The thalami are two elongated, ovoid structures on either side of the midline that make contact in the middle - at the "eye" of the bird's head called the Intermediate Mass of the thalamus. The hypothalamus is inferior and anterior to the thalamus, culminating in a "beak-like" structure to which the pituitary gland is attached.
The limbic system is a connected set of structures between the forebrain and hindbrain that regulates emotion, as well as behaviors related to fear and motivation. It plays a role in memory formation and includes parts of the thalamus and hypothalamus as well as the hippocampus. One important structure within the limbic system is a temporal lobe structure called the amygdala, mentioned earlier . The two amygdala (one on each side) are important both for the sensation of fear and for recognizing fearful faces. As aforementioned the amygdala develops early in life and persists as the lead emotional decision-maker until the prefrontal cortex develops fully in the mid-20s.
Figure 10. Normal Brain PET Scan. By US National Institute on Aging, Alzheimer's Disease Education and Referral Center
Figure 11. Alzheimer Brain PET Scan. Please compare the orange levels of activity seen in this brain and the normal brain in Figure 10. By US National Institute on Aging, Alzheimer's Disease Education and Referral Center
The midbrain and hindbrain (composed of the pons and the medulla) are collectively referred to as the brain stem. The structure emerges from the ventral surface as a cone that connects the brain to the spinal cord. The midbrain coordinates sensory representations of the visual, auditory, and somatosensory perceptual spaces. The pons is the main connection with the adjacent cerebellum. The pons and the medulla regulate several crucial functions, including the cardiovascular and respiratory systems and rates.
The cranial nerves connect through the brain stem and provide the brain with the sensory input and motor output associated with the head and neck, including most of the special senses. The major ascending and descending pathways between the spinal cord and brain, specifically the cerebrum, pass through the brain stem.

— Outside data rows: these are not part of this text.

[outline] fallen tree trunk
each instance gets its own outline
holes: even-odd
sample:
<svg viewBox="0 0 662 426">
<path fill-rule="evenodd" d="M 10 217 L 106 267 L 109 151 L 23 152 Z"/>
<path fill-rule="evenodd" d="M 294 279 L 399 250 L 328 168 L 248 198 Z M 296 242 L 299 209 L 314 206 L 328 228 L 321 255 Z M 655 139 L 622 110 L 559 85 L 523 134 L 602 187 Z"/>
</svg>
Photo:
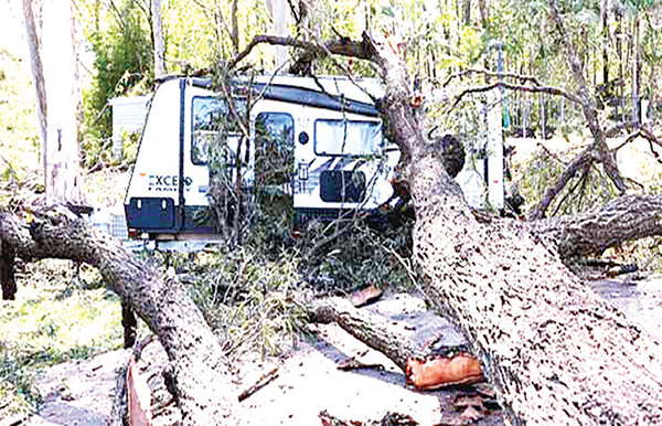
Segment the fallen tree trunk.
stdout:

One of the original regions of the embryonic brain, the midbrain is a small region between the thalamus and pons. It is separated into the tectum and tegmentum, from the Latin words for roof and floor, respectively. The tectum is composed of four bumps known as the colliculi (singular = colliculus), which means "little hill". The inferior colliculus is the inferior pair of these enlargements and is part of the auditory brain stem pathway. Neurons of the inferior colliculus project to the thalamus, which then sends auditory information to the cerebrum for the conscious perception of sound. Fibers between the inferior and the superior colliculi give auditory input that stimulates visual reflexes to a loud sound, etc.
The superior colliculus involved with visual reflexes combining sensory information about visual space, auditory space, and somatosensory space. Activity in the superior colliculus is related to orienting the eyes to a vision, sound or touch stimulus. If you are walking along the sidewalk on campus and you hear chirping, the superior colliculus coordinates that information with your awareness of the visual location of the tree right above you. That is the correlation of auditory and visual maps. If you suddenly feel something wet fall on your head, your superior colliculus integrates that with the auditory and visual maps and you know that the chirping bird just relieved itself on you. You want to look up to see the culprit, but do not!

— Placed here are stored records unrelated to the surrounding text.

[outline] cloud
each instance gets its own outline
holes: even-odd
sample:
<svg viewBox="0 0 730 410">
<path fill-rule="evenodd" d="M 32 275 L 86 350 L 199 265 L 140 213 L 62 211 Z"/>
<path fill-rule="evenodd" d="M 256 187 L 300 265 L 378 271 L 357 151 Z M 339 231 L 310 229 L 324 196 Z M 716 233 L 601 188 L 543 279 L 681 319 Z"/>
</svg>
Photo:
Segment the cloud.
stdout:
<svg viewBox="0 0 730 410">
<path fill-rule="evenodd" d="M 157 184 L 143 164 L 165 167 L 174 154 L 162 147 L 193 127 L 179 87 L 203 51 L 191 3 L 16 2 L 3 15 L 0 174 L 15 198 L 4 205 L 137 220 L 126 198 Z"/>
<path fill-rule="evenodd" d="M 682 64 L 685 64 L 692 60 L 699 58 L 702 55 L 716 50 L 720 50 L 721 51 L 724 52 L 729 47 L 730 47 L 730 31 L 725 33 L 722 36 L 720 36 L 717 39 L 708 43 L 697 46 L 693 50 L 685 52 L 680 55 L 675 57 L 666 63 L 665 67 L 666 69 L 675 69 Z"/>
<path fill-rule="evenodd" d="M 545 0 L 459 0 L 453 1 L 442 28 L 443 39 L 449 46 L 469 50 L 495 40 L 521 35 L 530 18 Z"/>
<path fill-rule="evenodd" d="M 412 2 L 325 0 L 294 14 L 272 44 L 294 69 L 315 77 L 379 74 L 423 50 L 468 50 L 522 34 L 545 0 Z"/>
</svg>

The tegmentum is continuous with the gray matter of the rest of the brain stem. Throughout the midbrain, pons, and medulla, the tegmentum contains the nuclei that receive and send information through the cranial nerves, as well as regions that regulate important functions such as those of the cardiovascular and respiratory systems.
Figure 12. The brain stem comprises three regions: the midbrain, the pons and the medulla.
The word pons comes from the Latin word for bridge. It is visible on the anterior surface of the brain stem as the thick bundle of white matter attached to the cerebellum. The pons is the main connection between the cerebellum and the brain stem. The bridge-like white matter looks like a little pooch on the anterior side of the brain stem area. Gray matter in the interior (tegmentum region) of the pons contains neurons receiving descending (motor) input from the forebrain that is sent to the cerebellum, mostly to coordinate movements.
The medulla is the region known as the myelencephalon in the embryonic brain. The initial portion of the name, "myel," refers to the abundant white matter found here, which is continuous with the white matter of the spinal cord. The tegmentum of the midbrain and pons continues into the medulla because this gray matter is responsible for processing cranial nerve information. A diffuse region of gray matter throughout the brain stem, known as the reticular formation, is related to sleep and wakefulness, such as general brain activity and attention, especially to stay awake during long lectures.
Figure 13. The cerebellum is situated on the posterior surface of the brain stem. Descending input from the cerebellum enters through the large white matter structure of the pons. Ascending input from the periphery and spinal cord enters through the fibers of the inferior olive. Output goes to the midbrain, which sends a descending signal to the spinal cord.
The cerebellum, as the name suggests, is the "little brain." It is covered in gyri and sulci like the cerebrum, and looks like a miniature version of that part of the brain (Figure above). The cerebellum is largely responsible for comparing information from the cerebrum with sensory feedback from the periphery through the spinal cord. So it is responsible for coordinating the movements of the body and it accounts for about 10 percent of the brain.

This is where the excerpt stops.